In 2009, the government proposed a multi-billion technocity, Konza City, which is expected to be the ultimate ICT hub, a real life embodiment of the term coined for Nairobi at the time, (and at the moment), “The Silicon Savannah.” It was initiated by the purchase of a whooping 5000 acres a few kilometers from Nairobi, along the Mombasa-Nairobi highway. The technocity was proposed in a bid to bring like minded innovators together, to work in an ecosystem, surrounded by all the resources they might possibly need along the way. These resources include high speed internet, cheap labor and tax reprieves amongst several other desirables.
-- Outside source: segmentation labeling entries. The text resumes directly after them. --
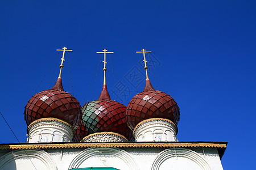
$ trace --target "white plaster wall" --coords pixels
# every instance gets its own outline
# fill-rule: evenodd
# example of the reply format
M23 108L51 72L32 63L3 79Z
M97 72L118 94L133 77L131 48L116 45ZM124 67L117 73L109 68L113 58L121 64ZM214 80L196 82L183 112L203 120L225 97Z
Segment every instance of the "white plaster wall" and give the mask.
M30 150L32 153L28 155L31 155L29 157L35 163L37 169L68 170L76 166L76 168L112 167L119 169L141 170L223 169L217 148L205 147L204 151L201 147L176 149L177 157L174 154L174 148L164 148ZM20 150L15 152L17 151L0 152L0 169L35 169L24 151L22 152ZM183 153L187 156L183 156ZM9 161L6 161L8 154ZM13 155L15 155L16 159L13 159ZM32 155L38 156L33 157ZM154 169L156 163L160 163L158 169ZM203 168L201 165L199 165L200 164L207 168L209 166L209 168Z
M155 120L144 122L134 130L137 142L177 142L177 128L172 124Z

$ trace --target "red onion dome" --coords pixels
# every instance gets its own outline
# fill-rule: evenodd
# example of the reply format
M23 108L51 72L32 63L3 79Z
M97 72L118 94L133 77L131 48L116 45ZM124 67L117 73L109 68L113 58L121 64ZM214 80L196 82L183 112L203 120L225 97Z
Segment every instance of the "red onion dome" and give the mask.
M147 79L144 90L135 95L128 104L126 117L133 130L141 121L155 117L168 119L177 125L180 119L179 109L174 99L154 89L149 79Z
M112 131L129 138L131 131L127 126L125 118L126 107L111 100L106 85L98 100L86 104L82 108L82 120L89 133Z
M24 112L27 125L36 120L53 117L64 120L74 128L81 122L81 106L76 98L64 91L59 78L51 90L44 90L32 96Z

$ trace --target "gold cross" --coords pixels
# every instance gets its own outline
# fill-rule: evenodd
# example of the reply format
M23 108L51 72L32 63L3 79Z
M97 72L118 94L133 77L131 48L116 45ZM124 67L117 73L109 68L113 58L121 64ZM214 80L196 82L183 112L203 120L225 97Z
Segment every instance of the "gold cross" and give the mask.
M145 64L145 66L144 67L144 69L145 69L146 70L146 79L148 79L148 75L147 74L147 69L148 68L147 66L147 61L146 61L146 56L145 56L145 53L150 53L151 52L146 52L146 49L144 49L144 48L143 49L141 50L142 52L136 52L136 53L143 53L143 57L144 57L144 63Z
M104 63L104 68L103 69L103 71L104 71L104 79L103 81L103 84L106 84L106 64L108 63L106 62L106 54L113 54L114 53L114 52L107 52L108 50L106 50L106 49L104 49L104 50L102 50L103 52L96 52L96 53L98 54L100 54L100 53L104 53L104 61L102 61L102 62Z
M62 72L62 69L64 67L63 66L63 62L65 61L65 60L64 59L64 57L65 55L65 52L72 52L73 51L72 50L67 50L67 48L64 46L64 48L62 48L63 50L61 49L56 49L56 51L63 51L63 54L62 55L62 58L60 58L60 60L61 60L61 63L60 65L60 74L59 75L59 78L61 78L61 72Z

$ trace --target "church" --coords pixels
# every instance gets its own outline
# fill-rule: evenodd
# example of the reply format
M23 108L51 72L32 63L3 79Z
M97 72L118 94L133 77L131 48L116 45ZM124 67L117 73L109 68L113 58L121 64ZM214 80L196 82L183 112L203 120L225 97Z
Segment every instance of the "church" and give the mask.
M62 84L65 52L55 84L25 106L27 141L0 144L0 169L223 169L226 142L180 142L177 103L155 90L146 71L144 88L127 107L111 99L106 79L99 97L81 106ZM153 84L154 85L154 84Z

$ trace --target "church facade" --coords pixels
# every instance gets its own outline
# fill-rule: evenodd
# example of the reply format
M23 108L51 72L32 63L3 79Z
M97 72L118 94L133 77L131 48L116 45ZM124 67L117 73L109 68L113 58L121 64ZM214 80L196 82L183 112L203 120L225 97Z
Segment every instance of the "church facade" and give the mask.
M60 71L54 86L28 100L24 112L27 143L0 144L0 169L223 169L228 142L180 142L179 108L155 90L147 74L143 91L127 107L111 99L106 80L97 100L79 102L62 86Z

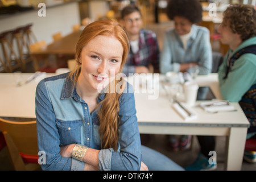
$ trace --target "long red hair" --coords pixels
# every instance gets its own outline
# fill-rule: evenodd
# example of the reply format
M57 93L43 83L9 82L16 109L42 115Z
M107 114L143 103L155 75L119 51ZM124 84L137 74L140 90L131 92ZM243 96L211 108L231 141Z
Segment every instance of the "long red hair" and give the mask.
M98 20L88 24L82 31L79 40L76 47L76 68L69 75L69 78L72 79L75 83L77 80L81 70L81 63L79 59L82 48L91 40L97 35L114 36L121 43L123 49L122 57L122 63L119 73L122 71L125 64L126 57L129 51L129 39L125 30L115 20L105 19ZM114 81L115 88L122 79L115 79ZM113 83L112 83L113 84ZM118 140L118 125L119 125L119 98L125 89L125 85L121 89L122 92L114 93L110 92L110 86L106 89L109 92L105 92L105 98L98 105L98 116L100 119L99 133L101 136L101 147L102 148L113 148L117 150ZM112 90L111 90L112 91Z

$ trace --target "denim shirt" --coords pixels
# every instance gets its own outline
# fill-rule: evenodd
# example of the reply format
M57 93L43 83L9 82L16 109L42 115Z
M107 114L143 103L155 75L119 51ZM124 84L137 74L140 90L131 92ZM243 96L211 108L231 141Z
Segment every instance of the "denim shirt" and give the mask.
M205 27L194 24L192 26L192 31L186 49L184 49L183 43L175 28L166 31L160 59L161 73L165 74L170 71L178 72L180 64L192 62L198 63L199 75L211 72L212 51L209 31Z
M46 154L42 169L84 170L85 163L59 154L60 146L80 143L100 150L100 170L139 170L141 146L131 85L127 83L119 97L118 150L101 149L97 110L90 114L68 74L44 78L36 88L38 150ZM98 103L104 98L104 93L100 95Z

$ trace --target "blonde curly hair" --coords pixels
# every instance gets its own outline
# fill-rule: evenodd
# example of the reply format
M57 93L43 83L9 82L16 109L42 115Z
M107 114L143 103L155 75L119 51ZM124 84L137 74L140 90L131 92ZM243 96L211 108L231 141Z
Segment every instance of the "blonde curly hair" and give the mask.
M251 5L231 5L224 13L223 23L245 41L256 36L256 10Z

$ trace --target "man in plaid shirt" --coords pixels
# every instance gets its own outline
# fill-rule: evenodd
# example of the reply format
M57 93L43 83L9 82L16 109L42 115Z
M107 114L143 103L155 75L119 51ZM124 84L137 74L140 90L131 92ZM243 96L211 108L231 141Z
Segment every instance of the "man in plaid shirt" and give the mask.
M159 72L159 49L156 35L151 31L142 29L142 14L134 5L125 7L121 14L121 23L130 40L130 49L123 73Z

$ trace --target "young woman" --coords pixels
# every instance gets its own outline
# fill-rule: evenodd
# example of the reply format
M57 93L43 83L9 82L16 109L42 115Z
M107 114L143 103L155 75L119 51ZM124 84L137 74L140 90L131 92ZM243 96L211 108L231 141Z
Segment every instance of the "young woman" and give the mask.
M118 77L129 49L126 32L116 22L94 22L77 43L77 68L39 82L36 114L39 150L46 154L43 169L183 169L141 146L133 88Z

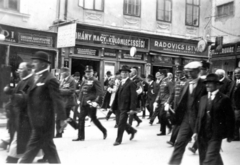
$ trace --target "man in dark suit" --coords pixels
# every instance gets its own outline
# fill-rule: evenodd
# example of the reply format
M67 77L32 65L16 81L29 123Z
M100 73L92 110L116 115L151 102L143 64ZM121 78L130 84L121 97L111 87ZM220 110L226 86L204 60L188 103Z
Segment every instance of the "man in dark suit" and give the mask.
M131 134L130 140L132 140L137 133L137 130L127 124L128 114L132 115L136 113L137 86L129 78L129 73L131 71L128 66L122 66L120 72L122 80L112 105L113 109L118 109L120 113L118 133L116 141L113 144L114 146L120 145L122 143L124 130L126 130L128 134Z
M234 112L229 97L219 91L222 82L216 74L209 74L205 84L208 94L200 100L193 138L198 139L200 165L223 165L222 139L233 140Z
M74 125L74 121L70 118L70 112L74 106L77 105L76 100L76 82L74 78L70 75L70 70L67 67L63 67L60 70L61 72L61 79L60 79L60 94L63 99L63 104L66 112L66 116L69 120L69 124L76 128L76 124ZM60 126L60 120L56 121L56 138L62 137L62 131Z
M203 80L199 78L202 64L193 61L184 66L189 81L180 92L175 110L175 124L181 125L169 164L181 164L185 147L193 135L200 98L207 93Z
M27 95L27 106L32 133L26 152L20 163L32 163L42 149L49 163L60 163L53 142L55 113L61 120L62 128L66 126L66 114L60 96L59 83L49 72L49 54L38 51L32 58L34 76L31 79Z
M4 88L10 94L11 116L8 125L11 125L11 145L6 159L7 163L17 163L26 150L27 143L31 135L31 125L27 114L26 92L29 88L28 80L32 76L32 66L27 62L19 64L17 70L21 81L15 89Z
M230 94L236 121L234 141L240 141L240 68L235 69L234 75L235 80L232 82L232 94Z
M226 77L226 72L223 69L217 69L215 71L215 74L218 75L219 81L222 82L221 87L219 88L219 91L228 97L230 97L231 94L231 80L229 80Z
M149 112L149 117L151 118L153 115L153 103L156 98L156 94L154 93L154 81L153 75L149 74L147 77L148 81L148 91L147 91L147 110Z
M86 79L82 83L79 100L80 100L80 115L79 115L79 129L77 139L73 141L85 140L85 117L88 115L92 119L93 123L103 133L103 139L107 138L107 130L102 126L97 119L97 107L101 105L102 101L102 86L101 83L93 77L93 67L87 65L85 68Z
M130 72L130 79L136 84L137 86L137 109L140 110L141 108L141 94L143 92L143 88L141 86L141 78L138 77L138 68L137 67L133 67L130 69L131 72ZM142 122L141 119L139 119L139 117L137 116L136 113L132 114L129 116L129 124L132 125L132 122L133 122L133 119L137 121L137 127L139 126L139 124Z

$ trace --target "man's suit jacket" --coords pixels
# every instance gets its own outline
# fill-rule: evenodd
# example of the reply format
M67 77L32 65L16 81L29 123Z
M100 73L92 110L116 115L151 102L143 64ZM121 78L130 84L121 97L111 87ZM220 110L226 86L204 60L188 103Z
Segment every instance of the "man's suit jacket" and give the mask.
M120 85L115 96L112 108L120 112L136 110L137 107L137 85L129 78Z
M220 87L220 92L222 92L223 94L227 95L228 97L230 97L231 94L231 80L227 79L226 77L223 79L222 81L222 85Z
M28 114L32 128L44 134L45 138L53 138L55 113L57 120L66 119L59 83L50 72L45 71L37 82L32 79L28 90Z
M63 98L65 108L71 108L77 105L76 100L76 82L72 76L60 84L60 93Z
M94 78L85 79L80 88L79 100L81 105L88 105L87 101L98 103L101 105L103 100L102 85Z
M195 114L195 117L197 117L198 114L198 108L201 97L207 94L206 86L203 83L203 81L204 80L199 78L197 86L193 91L194 100L191 109L194 112L193 114ZM187 81L184 87L181 89L179 101L176 104L174 123L177 125L180 125L182 123L185 113L187 111L188 94L189 94L189 81Z
M199 104L198 117L195 127L195 133L202 132L202 121L206 114L208 102L208 95L201 98ZM212 108L210 115L212 116L212 136L217 139L233 138L234 137L234 111L232 108L231 100L228 96L218 92L212 101ZM206 124L206 123L205 123ZM207 133L207 132L206 132Z

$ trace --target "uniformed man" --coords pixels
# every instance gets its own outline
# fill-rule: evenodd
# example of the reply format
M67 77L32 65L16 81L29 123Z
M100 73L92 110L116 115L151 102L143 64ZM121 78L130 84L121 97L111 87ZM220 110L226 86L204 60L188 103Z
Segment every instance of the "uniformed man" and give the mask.
M102 86L98 80L93 77L92 66L87 65L85 69L85 80L82 83L79 101L80 101L80 115L79 115L79 129L77 139L73 141L84 141L85 140L85 117L89 115L93 123L101 130L103 133L103 139L107 138L107 130L102 126L100 121L97 119L97 107L101 105L102 101Z

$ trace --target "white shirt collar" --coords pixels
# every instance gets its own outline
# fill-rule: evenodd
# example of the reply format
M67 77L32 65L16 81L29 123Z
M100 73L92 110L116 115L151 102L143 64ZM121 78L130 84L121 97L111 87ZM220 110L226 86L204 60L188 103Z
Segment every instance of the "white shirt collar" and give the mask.
M125 79L122 79L121 82L122 82L122 85L127 81L128 77L125 78Z
M216 94L218 93L219 89L213 91L213 92L208 92L208 98L211 96L211 100L214 100Z
M26 80L26 79L28 79L29 77L31 77L32 75L33 75L33 74L31 73L31 74L29 74L29 75L23 77L22 80Z
M48 71L49 70L49 67L47 67L46 69L43 69L43 70L41 70L41 71L39 71L39 72L36 72L35 74L36 75L40 75L40 74L42 74L43 72L46 72L46 71Z

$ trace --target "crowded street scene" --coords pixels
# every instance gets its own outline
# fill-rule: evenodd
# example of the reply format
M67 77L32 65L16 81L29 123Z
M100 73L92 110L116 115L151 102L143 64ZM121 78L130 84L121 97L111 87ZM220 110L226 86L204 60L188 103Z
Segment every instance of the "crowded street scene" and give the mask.
M238 165L239 7L0 0L0 163Z

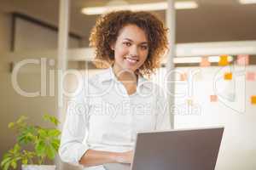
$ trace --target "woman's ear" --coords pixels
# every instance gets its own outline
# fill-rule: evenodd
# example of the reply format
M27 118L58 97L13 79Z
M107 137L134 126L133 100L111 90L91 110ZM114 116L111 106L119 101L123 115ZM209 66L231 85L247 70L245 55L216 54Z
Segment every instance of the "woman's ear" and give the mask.
M114 46L115 46L115 43L111 43L110 44L110 48L114 51Z

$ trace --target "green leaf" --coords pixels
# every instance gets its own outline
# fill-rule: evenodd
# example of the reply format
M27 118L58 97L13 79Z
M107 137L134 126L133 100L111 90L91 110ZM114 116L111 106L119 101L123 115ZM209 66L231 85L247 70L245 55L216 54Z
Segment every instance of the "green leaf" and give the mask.
M61 132L58 129L50 129L49 130L49 136L59 136L61 134Z
M25 116L21 116L18 119L18 121L16 122L16 123L21 123L21 122L23 122L26 121L26 120L27 120L27 117Z
M8 128L13 128L14 127L15 127L15 122L9 122L9 124L8 124Z
M14 169L16 169L16 167L17 167L16 160L14 160L14 161L11 162L11 166L13 167Z
M55 150L49 145L46 148L46 155L50 160L54 159L55 156Z
M54 123L55 126L57 126L60 122L58 121L58 119L55 116L50 116L49 114L45 114L43 117L45 121L49 121L52 123Z
M44 155L45 150L46 150L46 144L43 140L40 140L38 141L38 143L36 144L35 150L38 156Z
M27 162L28 162L28 160L26 158L24 158L24 159L22 159L21 162L23 165L27 165Z
M48 133L47 133L47 129L39 129L38 130L38 133L40 138L46 138L48 137Z
M8 162L9 162L12 158L11 157L6 157L3 158L1 162L1 167L3 167L4 164L6 164Z
M9 170L11 162L8 162L3 167L3 170Z
M15 145L13 150L14 150L14 153L19 152L19 151L20 150L20 146L18 144L16 144Z

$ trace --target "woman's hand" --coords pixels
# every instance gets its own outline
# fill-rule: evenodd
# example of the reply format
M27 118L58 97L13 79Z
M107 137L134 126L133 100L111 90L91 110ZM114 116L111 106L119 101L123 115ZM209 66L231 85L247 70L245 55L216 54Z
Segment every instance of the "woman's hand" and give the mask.
M131 163L133 156L133 150L119 153L117 156L117 162L119 163Z

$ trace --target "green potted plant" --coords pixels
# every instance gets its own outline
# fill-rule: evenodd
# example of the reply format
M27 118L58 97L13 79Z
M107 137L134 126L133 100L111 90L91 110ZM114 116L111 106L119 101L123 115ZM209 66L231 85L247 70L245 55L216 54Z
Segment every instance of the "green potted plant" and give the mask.
M21 163L22 170L55 170L55 165L44 165L46 160L53 160L60 145L61 132L56 128L59 121L52 116L44 115L44 120L54 128L43 128L27 123L27 117L21 116L16 122L9 123L9 128L17 133L15 146L3 156L3 170L16 169ZM30 148L28 150L27 148Z

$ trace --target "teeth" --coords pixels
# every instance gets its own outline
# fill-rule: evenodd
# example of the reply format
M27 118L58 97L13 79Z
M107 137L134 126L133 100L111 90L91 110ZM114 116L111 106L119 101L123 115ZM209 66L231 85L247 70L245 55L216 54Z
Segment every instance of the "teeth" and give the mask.
M134 59L126 58L126 60L131 62L131 63L136 63L137 62L137 60L134 60Z

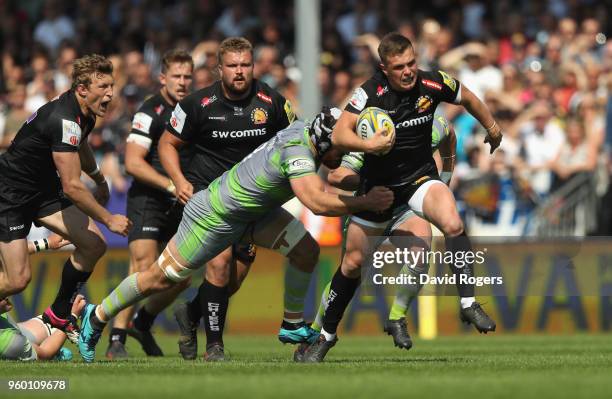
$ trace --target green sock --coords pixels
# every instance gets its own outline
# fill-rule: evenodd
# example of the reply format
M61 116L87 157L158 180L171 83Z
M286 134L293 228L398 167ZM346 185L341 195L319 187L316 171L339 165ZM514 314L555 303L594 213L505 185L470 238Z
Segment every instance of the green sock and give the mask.
M144 298L144 295L138 290L136 278L138 273L130 274L102 300L100 306L104 310L104 314L110 319L115 317L117 313L123 309L135 304Z
M293 265L287 266L285 270L285 311L303 312L304 299L308 293L312 273L306 273Z
M323 327L323 315L325 314L325 309L327 309L327 296L329 295L329 287L331 287L331 281L327 283L325 288L323 289L323 294L321 294L321 303L319 304L319 309L317 310L317 316L315 317L312 325L310 326L313 330L321 331Z

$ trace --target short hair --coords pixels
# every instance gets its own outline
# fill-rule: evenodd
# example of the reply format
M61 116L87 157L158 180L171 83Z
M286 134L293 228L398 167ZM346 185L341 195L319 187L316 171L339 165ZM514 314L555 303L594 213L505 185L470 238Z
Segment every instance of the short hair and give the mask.
M99 54L86 55L75 60L72 66L72 89L76 89L81 84L89 87L91 75L96 72L112 76L112 62Z
M398 55L412 47L412 42L399 32L387 33L378 45L378 56L383 64L387 63L389 57Z
M174 49L168 50L162 57L162 73L166 73L170 68L170 64L189 64L193 69L193 58L185 50Z
M219 50L217 51L217 60L219 64L223 60L225 53L241 53L248 51L253 55L253 45L244 37L228 37L219 44Z

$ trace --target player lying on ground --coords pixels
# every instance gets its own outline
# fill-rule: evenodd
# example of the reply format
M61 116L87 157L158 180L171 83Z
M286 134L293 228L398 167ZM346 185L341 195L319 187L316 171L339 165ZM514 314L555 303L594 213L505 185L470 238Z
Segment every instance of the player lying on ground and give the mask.
M72 359L72 352L62 346L66 334L43 321L42 315L15 323L8 315L13 304L8 298L0 300L0 359L3 360L59 360ZM78 318L85 308L85 298L77 295L71 314Z
M51 234L41 240L28 241L28 253L59 249L70 244L57 234ZM4 273L0 262L0 274ZM84 303L75 301L72 313L80 314ZM8 298L0 299L0 359L10 360L70 360L72 352L62 348L66 334L51 327L42 319L42 315L15 323L8 312L13 308Z
M457 140L452 126L450 126L443 116L436 116L432 127L431 148L434 153L436 151L439 153L438 158L441 163L440 178L446 184L450 183L455 166L456 142ZM330 171L327 180L331 185L343 190L357 190L359 186L358 173L362 166L363 154L347 154L342 158L340 167ZM386 235L389 235L390 242L395 244L398 248L404 247L407 242L415 244L415 246L411 247L411 249L415 251L428 250L431 248L431 224L409 209L393 219L389 228L385 234L383 234L383 236ZM402 237L404 240L397 241L395 240L397 237ZM410 237L410 240L406 241L408 237ZM411 268L404 265L401 273L413 274L418 278L420 273L427 273L428 267L429 265L418 265ZM323 290L321 304L319 305L316 318L311 326L316 331L321 331L330 285L331 282L329 282ZM414 298L416 298L420 289L421 285L402 285L397 287L393 305L389 312L389 319L384 325L384 331L393 337L393 343L399 348L410 349L412 347L412 339L410 338L406 325L406 314L408 313L410 304ZM462 310L464 313L472 311L472 308ZM476 319L476 321L480 323L487 322L482 319ZM296 359L298 361L301 351L304 349L305 345L302 344L296 350Z
M250 241L280 249L294 241L294 237L279 237L275 228L279 216L284 218L287 214L281 205L294 196L318 215L387 209L393 194L386 188L373 187L357 197L325 192L317 169L320 164L330 168L340 165L342 153L331 146L331 131L338 114L324 109L311 125L294 122L214 180L206 190L196 193L185 207L178 232L157 262L147 271L123 280L100 305L87 306L79 337L83 359L94 360L95 346L104 326L119 311L155 292L172 288L231 244ZM370 140L379 141L380 135ZM317 256L318 251L308 258ZM315 266L312 262L308 265L298 262L299 257L291 259L294 270L286 273L285 317L302 317L304 297ZM304 337L307 338L310 337Z
M501 143L501 129L487 106L459 81L442 71L419 70L412 43L406 37L397 32L387 34L378 52L380 69L355 90L333 137L334 144L343 151L365 153L361 172L364 189L383 185L393 190L395 201L385 212L351 215L346 250L331 282L321 335L304 352L303 359L307 362L323 361L337 341L336 330L359 286L363 262L374 250L368 238L383 234L389 222L406 206L444 234L446 250L457 260L451 268L460 282L461 308L472 308L461 313L462 319L474 324L480 332L495 328L495 323L476 302L474 286L465 283L466 277L473 276L474 272L472 263L462 261L463 254L471 252L472 246L454 196L440 180L432 158L431 129L434 112L441 102L464 106L486 128L485 142L491 144L491 152ZM395 142L389 140L386 145L373 148L369 140L357 136L358 115L371 106L386 110L391 116ZM477 319L487 322L479 323Z

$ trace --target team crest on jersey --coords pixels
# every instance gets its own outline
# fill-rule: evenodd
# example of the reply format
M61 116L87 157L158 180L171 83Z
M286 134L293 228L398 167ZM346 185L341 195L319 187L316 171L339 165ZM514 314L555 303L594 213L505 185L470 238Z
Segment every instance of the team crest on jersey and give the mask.
M217 96L213 94L212 97L204 97L202 101L200 101L200 105L202 106L202 108L206 108L215 101L217 101Z
M443 72L443 71L438 71L438 72L440 72L440 75L442 75L442 79L444 79L445 85L447 85L452 91L457 90L457 82L455 81L455 79L453 79L446 72Z
M283 106L285 109L285 114L287 114L287 120L289 123L295 120L295 113L293 112L293 107L291 107L291 103L289 100L285 100L285 105Z
M263 125L268 121L268 113L263 108L255 108L251 111L251 120L256 125Z
M266 96L264 93L262 92L258 92L257 93L257 97L259 97L259 99L263 102L266 102L268 104L272 104L272 97L270 96Z
M180 104L176 104L174 111L172 111L172 116L170 117L170 125L177 133L181 134L183 132L183 126L185 126L186 119L187 114L183 111Z
M149 134L152 122L153 118L151 118L149 115L145 114L144 112L137 112L136 115L134 115L134 119L132 119L132 129Z
M62 143L78 146L81 142L81 127L74 121L62 119Z
M418 110L419 114L421 112L425 112L427 111L429 108L431 108L433 102L431 100L431 97L429 96L421 96L417 99L415 108Z
M429 79L421 79L421 82L430 89L442 90L442 85Z
M362 111L367 101L368 101L368 95L366 94L365 90L363 90L361 87L358 87L353 92L353 95L351 96L349 103L353 107L355 107L355 109L357 109L358 111Z
M378 87L376 88L376 97L380 97L383 94L387 93L388 91L389 91L389 86L382 87L381 85L378 85Z

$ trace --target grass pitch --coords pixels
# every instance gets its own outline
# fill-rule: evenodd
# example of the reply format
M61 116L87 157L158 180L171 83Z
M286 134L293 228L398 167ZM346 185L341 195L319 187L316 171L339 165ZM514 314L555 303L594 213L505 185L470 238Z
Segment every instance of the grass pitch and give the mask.
M176 337L161 336L164 358L94 364L0 362L0 397L71 398L610 398L610 336L463 336L416 340L400 351L390 337L340 337L323 364L294 364L275 337L229 336L230 361L185 362ZM76 349L71 347L75 352ZM10 393L9 378L69 379L57 394Z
This is in accordance with Kenya’s Vision 2030 goal.
According to the government, as elaborately explained in the Konza City website, “Konza Technopolis offers excellent connections within Kenya and the rest of the world through land and air. Konza is located 60 kilometers from Nairobi, Kenya’s capital and largest city. The A109 highway connects Konza to Nairobi, Jomo Kenyatta International Airport, and Mombasa, the primary port of entry to East Africa and Kenya’s second largest city. Konza’s world class infrastructure, high connectivity, active public realm, and cosmopolitan environment will allow companies to attract top talent and companies to the region.”
The website goes on to delineate some of the amenities that will be offered. These include but are not restricted to, steady and reliable electrical power supply, two roadways providing access to the city, on-site transport – the city is conceived to be walkable, bikeable, and generally transit-friendly, amongst several others. It is set to focus mainly on ecological, environmental and economic sustainability.
According to Catherine Adeya-Weya, chief executive officer KTDA, “Konza will serve as a hub for the east African technology industries, attracting leaders from the region and beyond. Konza is not meant to compete for Nairobi business, but will complement growth. This is similar to many countries globally where there are satellite cities to decongest the capital cities.”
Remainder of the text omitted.